My R naming nemesis
When learning a new language I try to make an effort to write it like a native developer. R has one language feature that has been severely testing my desire to write like a native and this afternoon I realized that most of the people reading my code will also experience the same jarring sensation on encountering this construct, so I am not going to use it any more.
What is this language feature that induces a Stroop effect in my mind? It is the use of the period character as part of an identifier’s name (e.g.,
foo.bar). In almost all of the hundreds of thousands of lines of code I have read over the years this character is used as an operator, it selects a member/field of a struct/record. I’m sure that if I tried long enough and hard enough I could get used to using this character being part of an identifier; after a year or so writing Cobol I got used to the arithmetic minus character being permitted within identifiers (e.g.,
foo-bar), but that was 20 years ago and my neurons will probably take much longer to adapt this time around.

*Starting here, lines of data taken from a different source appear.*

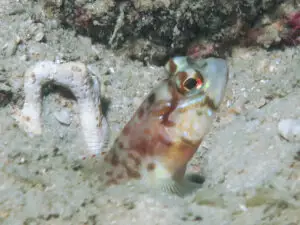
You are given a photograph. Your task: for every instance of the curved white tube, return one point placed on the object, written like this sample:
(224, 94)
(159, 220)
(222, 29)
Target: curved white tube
(86, 89)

Most of the R I am writing will be distributed with my book Empirical software engineering with R and I think readers will experience the same jarring sensation I do (apart from those who have not yet been exposed to large amounts of non-R code). I have convinced myself that this is a good enough reason to give up trying to figure out how to use
. in identifier name (I have been concocting all sorts of rules involving
. being used to separate the primary part of the name and
_ the secondary parts, e.g.,
total.red_light [yes, I should get out more often]; the underscore vs. camel case debate still erupts every now and again, let’s avoid creating more debate by introducing more choice).
Those R functions that include a
. in their name will stand out from the crowd, [arm waving on] perhaps this will help differentiate them as ‘statistics stuff'[arm waving off]. There is always plan B if my unilateral naming decision looks too unilateral, a global renaming script.
Perhaps the use of periods in identifiers can be used as a test for being a native R developer. A simple timing test involving a sequence of characters appears on a screen with the developer having to respond as quickly as possible on the number of identifiers being displayed; I’m sure I would be much slower to give a ‘1’ response to
total.count than to
total count and
total.count on twp separate lines and asking me to quickly specify which line contained the most identifiers would turn me into a nervous wreck. Responses from a dozen or so different sequences ought to be enough be able to distinguish Jonny foreigner from the natives.
I don’t have a problem with
$, which R uses as the column/list item selection operator, a character permitted by some compilers for commonly used languages as part of an identifier. This is because I have not read lots of code containing this identifier naming usage.
For my previous book I did a survey of the linguistic and cognitive psychology issues involved in identifier naming. This did a good job of debunking existing ideas about what constitutes good naming practices, but did not come up with any concrete recommendations to replace them (nature abhors a vacuum and the existing pop psychology naming ideas remained).
These days people write PhDs on identifier naming issues (method names, (not yet completed) correlation with quality and code comprehension to name a few); there is even a subfield within this field, how best to split an identifier into its component parts (e.g.,
refPtr is probably an abbreviation of reference pointer).